Curry is a typical dish in Sri Lanka – however Sri Lankan curries can take on various forms and cooking methods. Curries can be served as soups, with meat, seafood, lentils and vegetables. Curd and Treacle made from Rice flour and palm treacle is served with various types of fruits as a dessert. Sri Lankan curries are known for their fiery hot spicy flavors and coconut milk is very distinct feature of Sri Lankan cuisine. Typical curries come in many varieties of colours and flavours – such curries are blended in Sri Lankan Hot Spices that provide an Ayurvedic value (the ancient Hindu art of medicine and of prolonging life).
Different regions of Sri Lanka specialize in different types of dishes.
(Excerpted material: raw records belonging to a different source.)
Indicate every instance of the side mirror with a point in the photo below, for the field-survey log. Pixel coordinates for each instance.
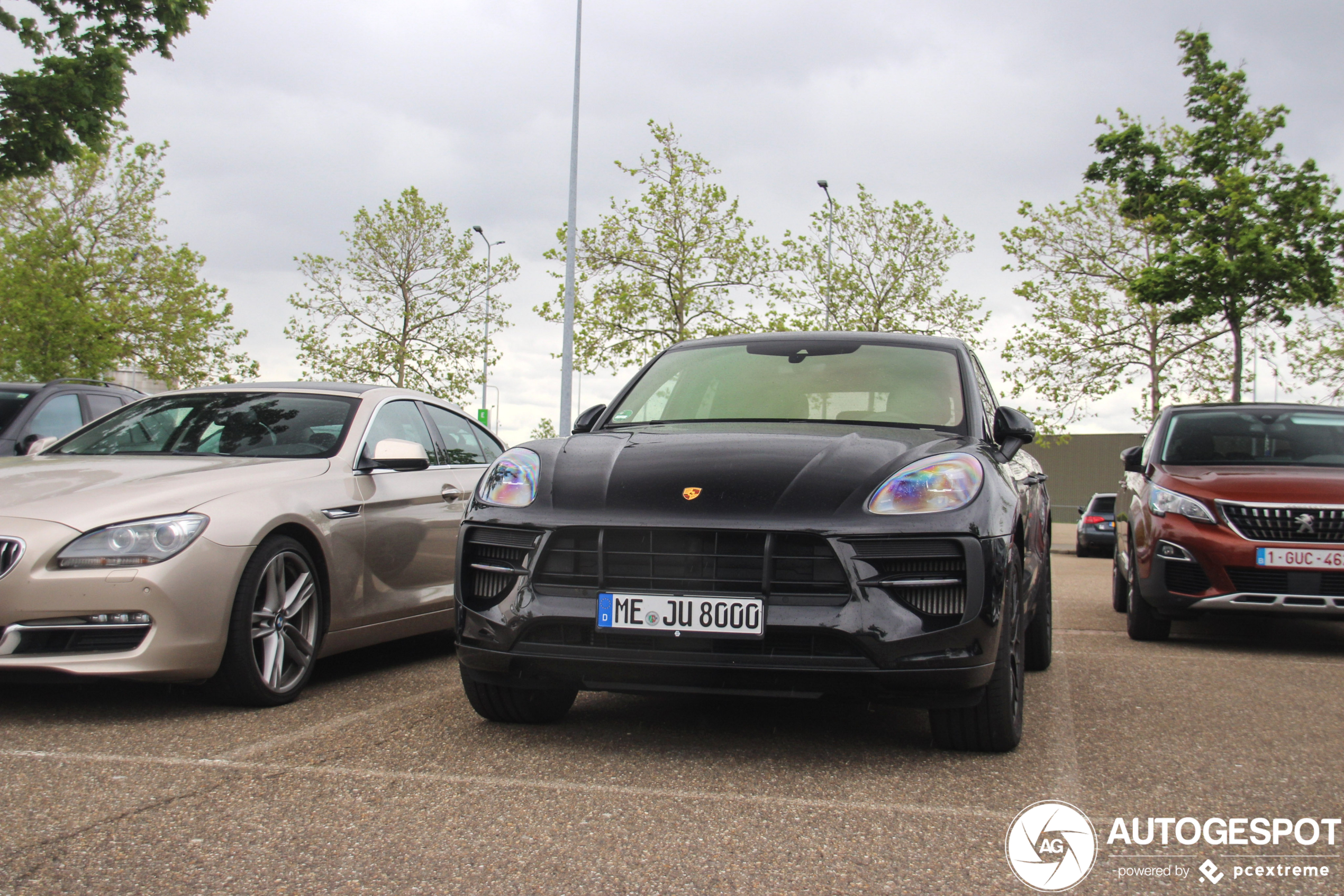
(1133, 459)
(1012, 430)
(396, 454)
(588, 418)
(39, 444)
Dishes from the South can be Spicy, Hot or Mild. The meals of the southern region typically include fish due to the proximity to local fishing villages. Certain types of fish such as Balaya and Kelawalla are native to Southern seas. Common flavours to keep an eye out for include “Ambulthiyal” (a spicy fish dish which uses a thick “Goraka” paste), “Lunu dehi” (lime pickle) and ‘Jaadi’ (Pikled fish).
The Western region of Sri Lanka has more of a foreign influence than other regions – the western coastal region is dry, which means fish is dried with salt as a preservative; called “Karawala”. Cuisine from the central regions include spices such as Cloves, Cardamoms, nutmeg and pepper – these species are found in abundance throughout Kandy and Matale District in Central region of Sri Lanka.
The official languages in Sri Lanka are Sinhala and Tamil. English is used in commerce and government and very widely understood. Sinhala (also called Sinhalese or Singhalese) is the mother tongue of the Sinhalese ethnic group, which is the largest in Sri Lanka. It belongs to the Indo-Aryan branch of the Indo-European languages.
Sinhala is spoken by about 16 million people in Sri Lanka. Tamil is a classical language and the oldest of the Dravidian language family and spoken by the Tamil population of Sri Lanka. Tamil is also spoken by people in India, Malaysia and Singapore. Tamil is the eighteenth most spoken language in the world, with over 74 million speakers worldwide.